Department of Statistics, Ohio State University, Columbus, OH, USA.
Department of Biostatistics, Harvard University, Boston, MA, USA.
Stat Med. 2018 Jul 20;37(16):2501-2515. doi: 10.1002/sim.7681. Epub 2018 Apr 17.
Attempts to predict prognosis in cancer patients using high-dimensional genomic data such as gene expression in tumor tissue can be made difficult by the large number of features and the potential complexity of the relationship between features and the outcome. Integrating prior biological knowledge into risk prediction with such data by grouping genomic features into pathways and networks reduces the dimensionality of the problem and could improve prediction accuracy. Additionally, such knowledge-based models may be more biologically grounded and interpretable. Prediction could potentially be further improved by allowing for complex nonlinear pathway effects. The kernel machine framework has been proposed as an effective approach for modeling the nonlinear and interactive effects of genes in pathways for both censored and noncensored outcomes. When multiple pathways are under consideration, one may efficiently select informative pathways and aggregate their signals via multiple kernel learning (MKL), which has been proposed for prediction of noncensored outcomes. In this paper, we propose MKL methods for censored survival outcomes. We derive our approach for a general survival modeling framework with a convex objective function and illustrate its application under the Cox proportional hazards and semiparametric accelerated failure time models. Numerical studies demonstrate that the proposed MKL-based prediction methods work well in finite sample and can potentially outperform models constructed assuming linear effects or ignoring the group knowledge. The methods are illustrated with an application to 2 cancer data sets.
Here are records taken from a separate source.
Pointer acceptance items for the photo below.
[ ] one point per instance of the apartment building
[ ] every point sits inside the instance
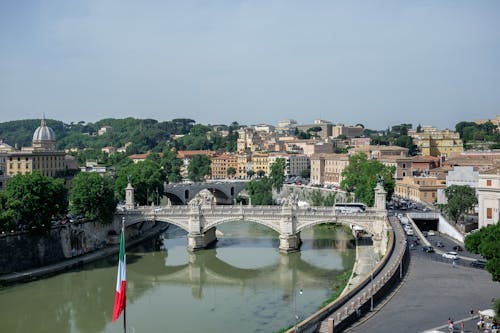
(437, 143)
(328, 168)
(488, 193)
(420, 189)
(221, 164)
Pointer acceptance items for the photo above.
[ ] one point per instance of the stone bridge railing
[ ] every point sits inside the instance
(346, 309)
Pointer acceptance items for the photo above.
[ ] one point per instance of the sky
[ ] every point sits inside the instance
(378, 63)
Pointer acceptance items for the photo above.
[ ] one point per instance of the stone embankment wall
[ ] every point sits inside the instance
(22, 251)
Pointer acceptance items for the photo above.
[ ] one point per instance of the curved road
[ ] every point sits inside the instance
(431, 293)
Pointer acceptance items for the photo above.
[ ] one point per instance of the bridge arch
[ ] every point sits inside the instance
(268, 224)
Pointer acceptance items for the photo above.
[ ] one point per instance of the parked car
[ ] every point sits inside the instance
(479, 263)
(450, 255)
(428, 249)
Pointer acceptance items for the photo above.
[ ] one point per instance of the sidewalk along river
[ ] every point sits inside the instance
(242, 284)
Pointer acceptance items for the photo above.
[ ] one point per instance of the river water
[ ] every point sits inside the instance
(242, 285)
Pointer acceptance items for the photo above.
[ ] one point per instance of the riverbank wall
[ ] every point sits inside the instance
(20, 251)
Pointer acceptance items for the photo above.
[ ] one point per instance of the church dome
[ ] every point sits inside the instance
(44, 133)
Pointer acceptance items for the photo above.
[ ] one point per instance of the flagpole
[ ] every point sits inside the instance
(125, 256)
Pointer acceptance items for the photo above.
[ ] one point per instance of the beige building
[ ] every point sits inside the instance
(260, 161)
(380, 152)
(438, 143)
(220, 164)
(348, 131)
(420, 189)
(294, 163)
(41, 156)
(488, 193)
(328, 168)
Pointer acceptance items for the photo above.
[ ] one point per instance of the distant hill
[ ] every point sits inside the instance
(146, 134)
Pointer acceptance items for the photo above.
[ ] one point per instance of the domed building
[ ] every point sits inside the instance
(44, 137)
(42, 156)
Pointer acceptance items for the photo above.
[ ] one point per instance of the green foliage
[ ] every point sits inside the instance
(147, 178)
(198, 168)
(93, 197)
(277, 174)
(260, 191)
(396, 136)
(486, 241)
(318, 199)
(171, 165)
(470, 131)
(461, 198)
(30, 201)
(360, 178)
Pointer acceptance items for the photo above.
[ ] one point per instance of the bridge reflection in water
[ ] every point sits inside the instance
(206, 268)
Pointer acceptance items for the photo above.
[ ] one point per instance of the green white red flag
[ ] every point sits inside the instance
(121, 281)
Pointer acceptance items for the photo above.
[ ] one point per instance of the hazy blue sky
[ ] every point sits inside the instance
(374, 62)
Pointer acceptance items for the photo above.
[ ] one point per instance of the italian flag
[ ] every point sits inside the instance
(121, 281)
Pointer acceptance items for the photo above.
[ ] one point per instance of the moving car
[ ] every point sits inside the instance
(428, 249)
(450, 255)
(479, 263)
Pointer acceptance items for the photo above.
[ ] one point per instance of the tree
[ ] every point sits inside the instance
(461, 198)
(360, 178)
(32, 201)
(486, 241)
(93, 196)
(277, 174)
(171, 165)
(198, 168)
(260, 191)
(147, 178)
(231, 171)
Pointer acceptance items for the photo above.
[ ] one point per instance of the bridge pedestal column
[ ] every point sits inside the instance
(201, 241)
(290, 243)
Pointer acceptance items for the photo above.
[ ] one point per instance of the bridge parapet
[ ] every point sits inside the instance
(200, 221)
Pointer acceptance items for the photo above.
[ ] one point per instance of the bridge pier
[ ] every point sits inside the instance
(197, 241)
(290, 243)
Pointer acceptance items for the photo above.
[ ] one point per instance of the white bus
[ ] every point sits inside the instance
(350, 207)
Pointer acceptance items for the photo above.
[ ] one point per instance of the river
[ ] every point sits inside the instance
(243, 284)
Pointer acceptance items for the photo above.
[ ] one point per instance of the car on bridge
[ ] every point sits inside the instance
(450, 255)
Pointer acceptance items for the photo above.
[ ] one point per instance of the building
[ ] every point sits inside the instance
(347, 131)
(437, 143)
(260, 162)
(328, 168)
(221, 164)
(42, 156)
(461, 176)
(295, 164)
(488, 193)
(421, 165)
(187, 155)
(379, 152)
(420, 189)
(324, 133)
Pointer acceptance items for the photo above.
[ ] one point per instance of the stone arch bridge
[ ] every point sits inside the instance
(224, 192)
(201, 221)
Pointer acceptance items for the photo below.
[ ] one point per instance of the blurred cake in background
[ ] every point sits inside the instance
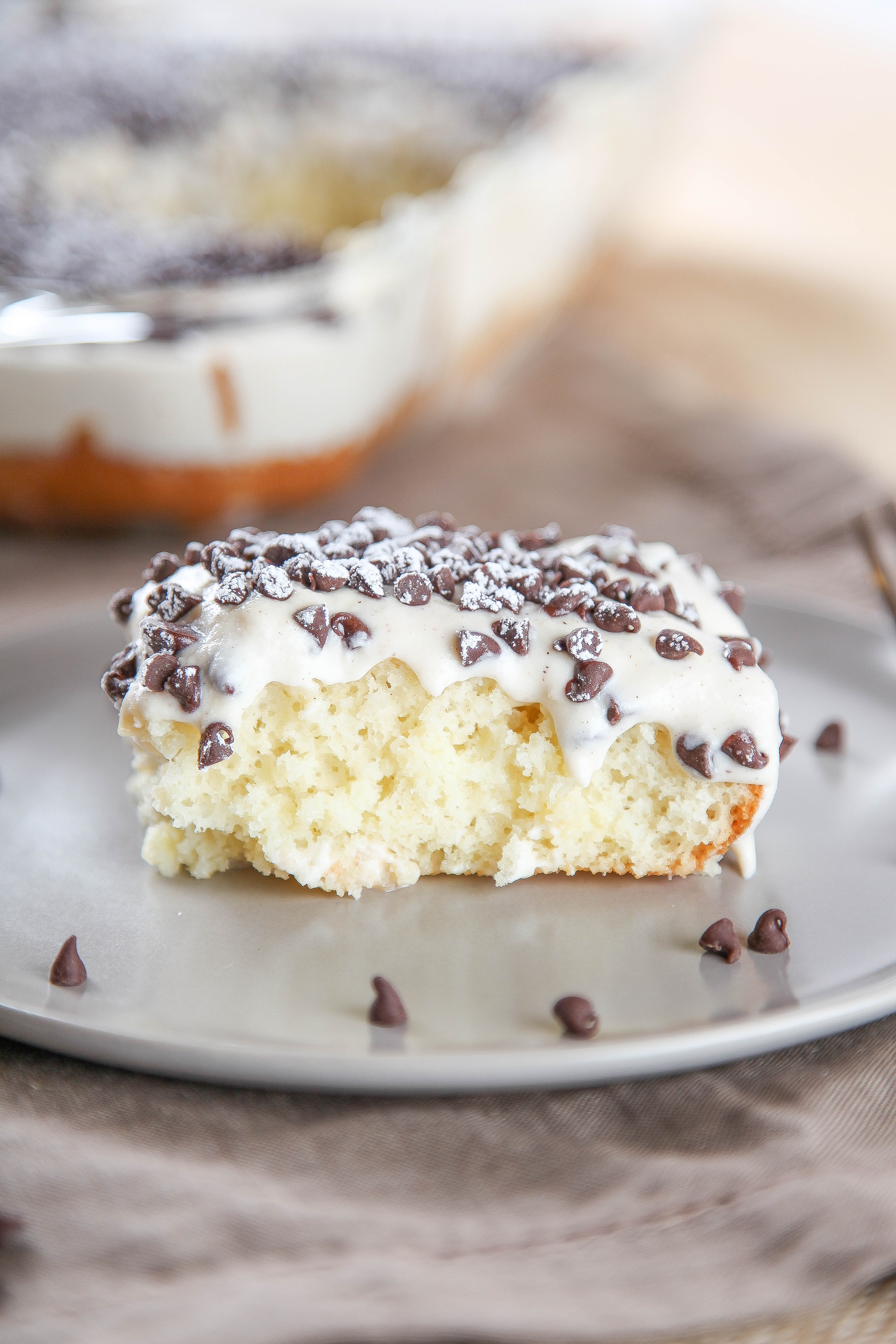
(226, 275)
试图使用肿瘤组织中的基因表达等高维基因组数据来预测癌症患者的预后,可能会受到特征数量庞大以及特征与结果之间关系的潜在复杂性的影响。通过将基因组特征分组为途径和网络,将先验生物学知识整合到此类数据的风险预测中,可以降低问题的维度,并提高预测准确性。此外,基于知识的此类模型可能更具有生物学基础且可解释。通过允许复杂的非线性途径效应,预测的准确性可能会进一步提高。核机器框架已被提议作为用于建模途径中基因的非线性和交互效应的有效方法,适用于已删失和未删失的结果。当考虑多个途径时,可以通过多核学习(MKL)有效地选择信息途径并聚合其信号,已提议用于未删失结果的预测。在本文中,我们提出了用于删失生存结果的 MKL 方法。我们为具有凸目标函数的一般生存建模框架推导了我们的方法,并说明了在 Cox 比例风险和半参数加速失效时间模型下的应用。数值研究表明,所提出的基于 MKL 的预测方法在有限样本中表现良好,并且在假设线性效应或忽略组知识的情况下,有潜力胜过模型。该方法通过对 2 个癌症数据集的应用进行了说明。